Armed attackers suspected to be Fulani herdsmen (Mbororos) stormed the home of Chunte Denis and his wife, Bertha, in Nwa Subdivision of the North West Region, on Sunday night and severely injured them before vanishing into the darkness. The attack occurred at Gom village in Nwa on Sunday, September 18.
Denis, 42, died on Monday morning before he could be rushed to the hospital, while his wife Bertha, 36, is still in a critical state at the Bafoussam General Hospital in the West Region.
The attackers chopped off Denis’ left hand and inflicted huge wounds on his face, which made it hard for him to survive the long journey to Bafoussam.
“Horrible images of the attack might not be good to see, especially to hypertension patients, as they show how the man’s head has nearly been divided into two halves with his hand chopped into pieces and his manhood so horribly mutilated,” Jeremi Romi, a native of Nwa, told MMI.
The incident triggered wailing across Gom village. Residents were shocked and frightened at the same time.
On Monday morning, the fuming villagers marched to the Divisional Officer of Nwa, who is the closest administrative authority, to pour out their grief and demand justice.
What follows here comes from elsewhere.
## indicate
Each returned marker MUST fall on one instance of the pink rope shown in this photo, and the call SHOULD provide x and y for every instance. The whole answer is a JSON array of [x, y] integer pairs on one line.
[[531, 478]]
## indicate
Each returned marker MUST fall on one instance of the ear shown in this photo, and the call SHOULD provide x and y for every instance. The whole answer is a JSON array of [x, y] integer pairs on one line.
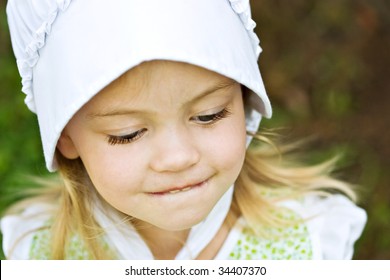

However, they were told their earnest demand for quick action against the perpetrators was a long-term action. “Mr. DO did not say anything concrete aside from the usual slogan, ‘Investigations will be opened to bring the perpetrators to book’. That was all they could receive as a reaction,” Romi said.
Speculations in the village are that the attack was carried out by Fulani herders, who have been fighting the villagers over grazing land for years now.
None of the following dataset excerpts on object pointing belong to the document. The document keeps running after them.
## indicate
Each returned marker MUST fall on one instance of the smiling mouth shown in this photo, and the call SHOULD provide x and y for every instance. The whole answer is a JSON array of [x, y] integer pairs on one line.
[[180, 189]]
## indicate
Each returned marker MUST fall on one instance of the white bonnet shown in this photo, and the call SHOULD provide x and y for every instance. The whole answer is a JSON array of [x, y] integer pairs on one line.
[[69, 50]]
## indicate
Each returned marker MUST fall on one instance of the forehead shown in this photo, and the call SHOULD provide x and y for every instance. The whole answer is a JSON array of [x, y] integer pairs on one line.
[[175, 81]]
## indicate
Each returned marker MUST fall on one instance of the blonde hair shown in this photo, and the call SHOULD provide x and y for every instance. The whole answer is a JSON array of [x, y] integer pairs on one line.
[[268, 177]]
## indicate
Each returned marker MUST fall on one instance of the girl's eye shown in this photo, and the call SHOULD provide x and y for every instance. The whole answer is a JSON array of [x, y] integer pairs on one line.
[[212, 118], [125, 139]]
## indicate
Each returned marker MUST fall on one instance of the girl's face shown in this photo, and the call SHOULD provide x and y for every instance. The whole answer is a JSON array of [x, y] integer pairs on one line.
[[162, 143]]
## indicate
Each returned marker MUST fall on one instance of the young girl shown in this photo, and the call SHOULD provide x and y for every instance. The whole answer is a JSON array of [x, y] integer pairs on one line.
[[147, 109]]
“The reason behind the attack is that since the outbreak of the Crisis, the Fulani Militia have been targeting the Yambas from Nwa, especially those who try to stop them from grazing in farmland,” Romi said.
Jeremi Romi added that the attack at Gom village was about the eighth of such attacks carried out by alleged Fulani herders (the Mbororos) in Nwa Subdivision in recent years.
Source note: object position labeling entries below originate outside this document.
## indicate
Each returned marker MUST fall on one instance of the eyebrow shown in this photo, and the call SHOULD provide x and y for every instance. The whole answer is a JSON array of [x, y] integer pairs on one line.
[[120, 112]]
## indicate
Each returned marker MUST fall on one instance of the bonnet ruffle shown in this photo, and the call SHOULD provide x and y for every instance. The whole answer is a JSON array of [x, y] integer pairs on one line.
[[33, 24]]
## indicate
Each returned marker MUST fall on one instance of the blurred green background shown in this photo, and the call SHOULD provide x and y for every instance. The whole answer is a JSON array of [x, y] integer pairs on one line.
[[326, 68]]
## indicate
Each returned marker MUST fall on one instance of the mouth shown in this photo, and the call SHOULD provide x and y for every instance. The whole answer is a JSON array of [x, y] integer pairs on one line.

Most of the time, they ambush villagers with machetes and other weapons, kill and injure people, and burn their homes.
In 2021, MMI reported how suspected Fulani herders attacked three villages in Nwa Subdivision and burned down houses and markets.
Also, a 2021 report by the Centre for Human Rights and Democracy for Africa (CHRDA) detailed that farmer-grazier conflict was a critical problem in the North West Region of Cameroon and that the Fulanis had carried out several attacks on villagers in Boyo, Menchum, and Donga Mantung Divisions.
The Mbororos raided 18 villages in Nwa Subdivision in the first quarter of 2021; they killed 17 people and looted and burnt three Churches and about 100 houses, the report said.
Mbororo attacks also displaced an estimated 4,200 people in Nwa and Donga Mantung between February 22 and 27, 2021.
“The quest for grazing land in an environment with an increasing population of farmers put the Mbororos in daily conflict with their neighbouring farmers, however. Henceforth, the Mbororos were regarded as “undesirable aliens,” and the local farming population clamoured for their expulsion,” CHRDA wrote.
Farmer-grazier conflicts in the North West Region have multiplied since the outbreak of the ongoing conflict in the English-speaking Regions of the country.
Amid the increasing farmer-grazier clashes, administrative authorities in the North West have been quite detached from the problem, and villagers say the government is taking no action to make their lives better.
“But the administration and elites of the area have done little or nothing to halt the situation. For now, no official statement on the incident has been made by the authorities of Nwa,” said Jeremi Romi.
He said the villagers of Gom were disappointed with the Divisional Officer of Nwa when all he could tell them about the recent attack was that investigations would be conducted.
He said villagers have heard this administrative chant for years now, and usually no action is taken against perpetrators afterwards. They think administrative officials in the Region are fanning these acts of terror.
Reports say the government has been exploiting the farmer-grazier conflict in the North West for political gains.
In its 2021 report, CHRDA said the government was recruiting primarily Mbororos into vigilante groups formed to counter the activities of Ambazonia separatists, who have been fighting for an independent state out of Cameroon’s English-speaking Regions since 2017.
Armed by the government, these Mbororos are motivated to attack villagers, who are presumed to be supporting Ambazonia separatists.
“During the escalation phase of the crisis in 2018, the government—being aware of the local conflicts between Fulani herdsmen and native communities (people whom the government views as pro-separatists)—exploited the loyalty and allegiance of the Mbororos by recruiting them into local vigilante groups, promising them some favourable solutions to their longstanding conflict with the natives. Some of such promises include land rights,” CHRDA wrote.
In May this year, the Senior Divisional Officer for Donga Mantung, Nkwenti Simon Doh, restricted grazing in the Mbaw plain of Nwa Subdivision following numerous farmer-grazier clashes.
He said the measure aimed to stop illegal grazing in the area and maintain order.